Introduction
Nutrient Document Automation Server (DAS) Content Extraction (formerly known as Kingfisher) provides a set of operations for processing PDF files. It includes splitting, extracting pages, extracting text, and renaming files based on the content of the files. DAS Content Extraction also provides the ability to set the security, metadata, and other attributes of a PDF document.
What makes DAS Content Extraction stand out is the ability to perform split, extract, and rename operations based on text or barcodes found in zones or coordinates in a PDF page. DAS Content Extraction can use optical character recognition (OCR) to extract text data from image PDF files or pages.
System requirements
Requirement | Value |
---|---|
Supported operating systems | Windows 10 (64bit)Windows Server 2012Windows Server 2016Windows Server 2019 |
Supported SharePoint versions | SharePoint Online (Office 365)SharePoint Server 2019SharePoint Server 2016SharePoint Server 2013SharePoint Server 2010 |
Disk space | 450 Mb |
.NET framework | 4.7.2 |
Installation
DAS Content Extraction requires installation by a user with administrator privileges.
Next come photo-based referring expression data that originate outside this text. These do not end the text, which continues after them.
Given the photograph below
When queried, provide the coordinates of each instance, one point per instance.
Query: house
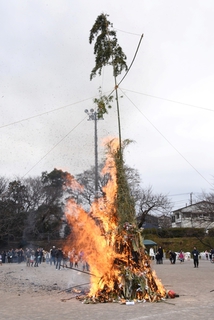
(197, 215)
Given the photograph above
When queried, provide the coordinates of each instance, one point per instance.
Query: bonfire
(120, 268)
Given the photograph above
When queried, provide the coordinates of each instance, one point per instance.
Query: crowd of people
(55, 256)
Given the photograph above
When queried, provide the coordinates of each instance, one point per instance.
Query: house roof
(147, 242)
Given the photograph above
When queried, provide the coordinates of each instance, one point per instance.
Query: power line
(53, 147)
(169, 100)
(166, 139)
(44, 113)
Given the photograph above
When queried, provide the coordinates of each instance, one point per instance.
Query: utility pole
(93, 116)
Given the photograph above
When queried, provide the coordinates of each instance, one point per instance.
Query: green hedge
(177, 232)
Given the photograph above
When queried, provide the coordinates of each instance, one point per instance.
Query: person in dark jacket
(195, 255)
(172, 257)
(59, 257)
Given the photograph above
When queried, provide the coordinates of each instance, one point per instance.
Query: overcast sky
(168, 98)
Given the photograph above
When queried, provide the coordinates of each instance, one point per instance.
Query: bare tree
(149, 202)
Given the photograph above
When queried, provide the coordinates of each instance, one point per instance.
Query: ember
(112, 243)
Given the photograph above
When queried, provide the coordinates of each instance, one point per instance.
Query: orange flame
(96, 233)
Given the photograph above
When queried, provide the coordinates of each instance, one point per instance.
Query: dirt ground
(44, 293)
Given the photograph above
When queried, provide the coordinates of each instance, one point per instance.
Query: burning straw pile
(112, 243)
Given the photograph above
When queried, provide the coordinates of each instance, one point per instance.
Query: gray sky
(167, 105)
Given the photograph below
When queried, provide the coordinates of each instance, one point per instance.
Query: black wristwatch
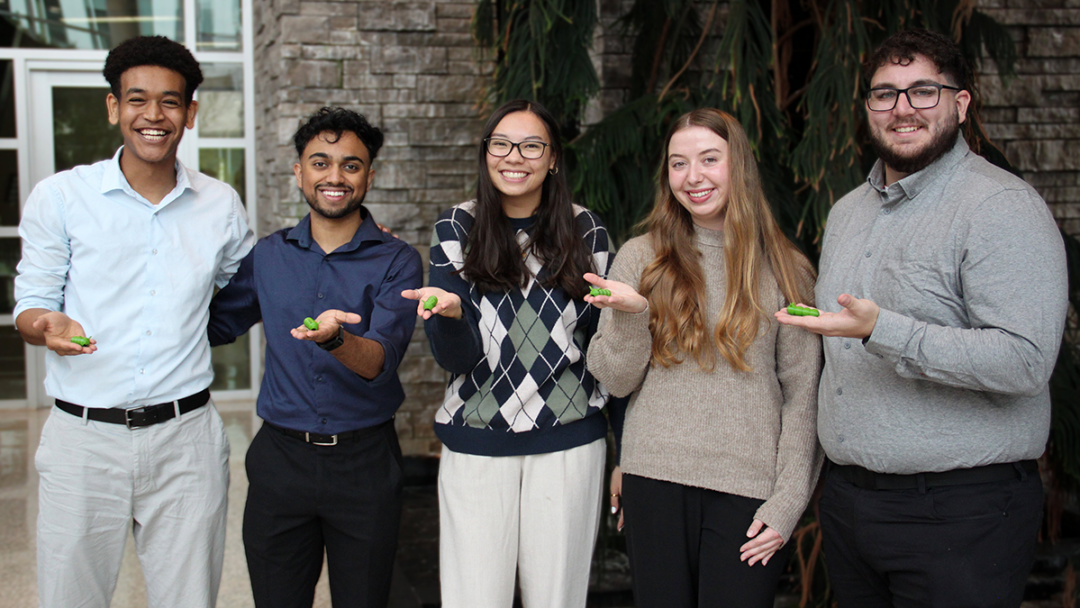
(333, 342)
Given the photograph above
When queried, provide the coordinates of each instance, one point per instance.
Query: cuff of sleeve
(779, 517)
(890, 335)
(389, 364)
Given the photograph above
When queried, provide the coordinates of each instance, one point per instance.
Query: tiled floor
(19, 431)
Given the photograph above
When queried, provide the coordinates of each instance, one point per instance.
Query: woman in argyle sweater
(523, 435)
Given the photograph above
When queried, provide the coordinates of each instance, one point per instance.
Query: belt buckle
(127, 417)
(307, 437)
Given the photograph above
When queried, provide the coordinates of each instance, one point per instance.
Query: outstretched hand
(58, 329)
(623, 297)
(766, 542)
(448, 304)
(856, 320)
(617, 495)
(329, 324)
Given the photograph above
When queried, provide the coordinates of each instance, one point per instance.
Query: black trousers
(952, 546)
(304, 499)
(684, 548)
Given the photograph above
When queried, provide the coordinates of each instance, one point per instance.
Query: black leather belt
(871, 481)
(137, 417)
(315, 438)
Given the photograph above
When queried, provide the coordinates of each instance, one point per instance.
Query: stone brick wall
(1035, 118)
(408, 66)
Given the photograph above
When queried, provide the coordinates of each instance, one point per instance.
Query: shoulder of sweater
(987, 178)
(637, 247)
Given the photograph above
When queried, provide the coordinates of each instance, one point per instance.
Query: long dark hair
(494, 260)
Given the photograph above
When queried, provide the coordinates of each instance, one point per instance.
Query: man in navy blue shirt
(325, 468)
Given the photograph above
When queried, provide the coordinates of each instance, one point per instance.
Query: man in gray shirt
(943, 295)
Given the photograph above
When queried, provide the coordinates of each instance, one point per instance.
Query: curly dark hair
(152, 51)
(903, 46)
(339, 120)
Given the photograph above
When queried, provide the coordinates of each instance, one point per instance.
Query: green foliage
(790, 70)
(541, 52)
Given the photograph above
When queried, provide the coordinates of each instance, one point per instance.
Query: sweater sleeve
(455, 342)
(620, 351)
(798, 454)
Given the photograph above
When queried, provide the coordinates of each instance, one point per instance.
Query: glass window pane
(218, 25)
(12, 364)
(86, 24)
(9, 188)
(10, 253)
(232, 367)
(226, 164)
(81, 135)
(221, 100)
(7, 95)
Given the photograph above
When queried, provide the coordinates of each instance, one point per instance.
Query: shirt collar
(922, 178)
(113, 178)
(367, 232)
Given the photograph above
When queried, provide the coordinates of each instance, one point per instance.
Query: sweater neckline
(709, 238)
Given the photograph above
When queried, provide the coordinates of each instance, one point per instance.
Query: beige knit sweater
(747, 433)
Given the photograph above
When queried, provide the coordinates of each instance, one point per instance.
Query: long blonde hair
(674, 282)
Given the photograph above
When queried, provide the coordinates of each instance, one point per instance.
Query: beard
(912, 162)
(350, 207)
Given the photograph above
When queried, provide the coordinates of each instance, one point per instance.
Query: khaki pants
(535, 516)
(167, 483)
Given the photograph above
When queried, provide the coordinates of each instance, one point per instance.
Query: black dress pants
(304, 499)
(684, 548)
(954, 546)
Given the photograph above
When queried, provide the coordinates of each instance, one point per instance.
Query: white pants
(536, 516)
(167, 483)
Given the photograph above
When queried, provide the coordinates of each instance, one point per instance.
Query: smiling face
(699, 174)
(151, 115)
(334, 175)
(907, 139)
(520, 180)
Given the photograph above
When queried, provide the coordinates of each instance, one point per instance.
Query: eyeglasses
(920, 96)
(530, 150)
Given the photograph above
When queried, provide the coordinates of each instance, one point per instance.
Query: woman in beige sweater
(719, 449)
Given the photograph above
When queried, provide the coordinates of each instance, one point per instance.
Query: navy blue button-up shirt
(286, 278)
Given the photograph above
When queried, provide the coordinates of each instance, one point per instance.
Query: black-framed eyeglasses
(920, 96)
(530, 150)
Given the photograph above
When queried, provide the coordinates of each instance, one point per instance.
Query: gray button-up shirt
(968, 267)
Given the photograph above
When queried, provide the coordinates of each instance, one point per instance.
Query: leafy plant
(790, 70)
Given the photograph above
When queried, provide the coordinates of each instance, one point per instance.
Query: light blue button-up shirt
(138, 278)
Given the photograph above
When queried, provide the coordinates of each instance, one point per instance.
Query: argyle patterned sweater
(518, 383)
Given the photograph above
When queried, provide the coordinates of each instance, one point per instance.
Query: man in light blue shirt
(127, 252)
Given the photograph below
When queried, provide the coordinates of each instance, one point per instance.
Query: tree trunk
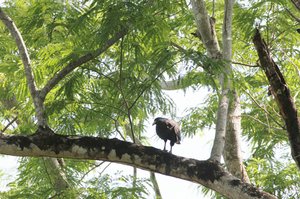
(281, 93)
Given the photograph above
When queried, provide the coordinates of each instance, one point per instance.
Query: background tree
(90, 68)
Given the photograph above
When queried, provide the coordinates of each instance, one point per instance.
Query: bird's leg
(165, 145)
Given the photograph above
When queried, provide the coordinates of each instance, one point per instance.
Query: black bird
(167, 129)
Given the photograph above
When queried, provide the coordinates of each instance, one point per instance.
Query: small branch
(94, 167)
(282, 95)
(296, 3)
(10, 123)
(292, 15)
(243, 64)
(80, 61)
(267, 113)
(22, 50)
(38, 100)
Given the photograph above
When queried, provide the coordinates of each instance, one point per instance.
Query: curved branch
(282, 95)
(207, 173)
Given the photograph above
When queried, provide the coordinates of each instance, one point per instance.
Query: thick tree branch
(282, 95)
(207, 173)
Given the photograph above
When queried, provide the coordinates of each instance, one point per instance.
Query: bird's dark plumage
(167, 129)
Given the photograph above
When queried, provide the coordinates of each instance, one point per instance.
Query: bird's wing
(171, 124)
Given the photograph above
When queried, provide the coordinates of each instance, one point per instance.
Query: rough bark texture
(205, 26)
(281, 93)
(38, 102)
(207, 173)
(232, 150)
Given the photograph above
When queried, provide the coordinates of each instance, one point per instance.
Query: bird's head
(158, 119)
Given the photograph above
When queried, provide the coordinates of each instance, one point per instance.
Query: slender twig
(119, 132)
(10, 123)
(80, 61)
(105, 168)
(267, 112)
(38, 100)
(292, 15)
(22, 50)
(243, 64)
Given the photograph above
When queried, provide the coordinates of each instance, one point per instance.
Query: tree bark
(281, 93)
(232, 150)
(207, 173)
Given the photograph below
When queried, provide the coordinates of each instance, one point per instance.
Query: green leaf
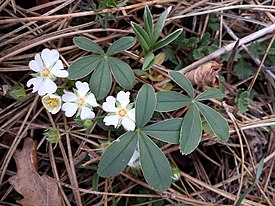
(142, 36)
(215, 120)
(88, 45)
(117, 155)
(159, 25)
(243, 69)
(101, 80)
(154, 165)
(211, 93)
(183, 82)
(122, 72)
(170, 101)
(148, 21)
(191, 130)
(145, 105)
(243, 100)
(167, 130)
(167, 40)
(120, 45)
(83, 67)
(149, 61)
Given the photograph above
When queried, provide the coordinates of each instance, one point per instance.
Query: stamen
(52, 102)
(122, 112)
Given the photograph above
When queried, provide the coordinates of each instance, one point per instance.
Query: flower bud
(53, 135)
(175, 173)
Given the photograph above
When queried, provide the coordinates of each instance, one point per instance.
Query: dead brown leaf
(206, 74)
(37, 190)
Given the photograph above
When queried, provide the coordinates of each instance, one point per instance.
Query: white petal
(48, 86)
(110, 105)
(91, 100)
(86, 113)
(58, 70)
(52, 109)
(111, 120)
(131, 114)
(134, 161)
(69, 96)
(82, 88)
(49, 57)
(128, 124)
(36, 82)
(39, 61)
(70, 109)
(123, 98)
(35, 66)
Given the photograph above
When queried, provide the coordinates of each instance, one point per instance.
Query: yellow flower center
(122, 112)
(52, 102)
(46, 72)
(80, 101)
The installer will guide you through the process of setting up DAS Content Extraction.
User permissions
The logged-in user for the user interface (UI) and the service user require full control of the following folders under the Kingfisher installation folder:
-
Conditions
-
License
-
Logfiles
-
Status
-
Temp
In addition, the user(s) will require full control of the following files in the bin folder:
-
Kingfisher.Config
-
Kingfisher.Service.exe.config
Service user
When DAS Content Extraction is installed, its service logs on as the local system account. This is generally suitable for installations where the files being processed are present on the installation machine or are stored in SharePoint (online or on-premises).
Windows Server 2019 machines have slightly more restrictive permissions; ensure the service user can access the locations listed under the User permissions section above.
If the files are to be referenced via Universal Naming Convention (UNC) paths, an account with the required permissions on those paths will need to be created.
Log on to the computer as a user with administrator permissions.
Start the Services app from the Control Panel, or search from the Windows task bar for Services and launch the Services app.
Find the DAS Content Extraction service, and right-click and select the Properties option.
Select the Log On tab.
Enter the username and password and click OK.
For the service to use the new credentials, it must be restarted. Right-click the DAS Content Extraction service and select Restart.
Licensing and purchasing
From 31 March 2022, DAS Content Extraction (Kingfisher) is only available as a subscription product.
A subscription license will need to be renewed annually and comes with support and maintenance coverage (SMC) for the duration of the subscription.
When a license is purchased, the relevant subscription license key will be issued for use with the product. This can be entered using the Options tab of the graphical user interface (GUI). There’s no need to download another version of the software.
The SMC includes support by email, telephone, or remote session, and it includes free upgrades for its duration.
Existing permanent DAS Content Extraction 2.5 licenses will remain valid and continue to function as permanent licenses.
Additional SMC for existing permanent licenses will continue to be available for version 2.5.
Trial licenses are fully functional, but all generated PDF files will have the Low-Code Solutions trial stamps on them, and text extraction is limited to the first three pages.
Version breakdown
Available features | Standard | Professional | Server |
---|---|---|---|
Use cases | Smart PDF splitting and renaming | Smart PDF page extraction, splitting, and renaming. | Automated smart PDF page extraction, splitting, and renaming. |
Split PDF by content, barcode, or page ranges | ✔ | ✔ | ✔ |
Rename PDF by content or barcode | ✔ | ✔ | ✔ |
Extract PDF pages by content or barcode | ✔ | ✔ | ✔ |
Includes optical recognition for processing image PDF files | ✔ | ✔ | ✔ |
Graphical user interface | ✔ | ✔ | ✔ |
Process files in SharePoint | ✔ | ✔ | ✔ |
Extract PDF text and data to CSV, Excel, or text files | ✔ | ✔ | |
Command-line interface | ✔ | ||
Automated scheduling | ✔ | ||
Number of cores supported | 1 | 1 | 4 |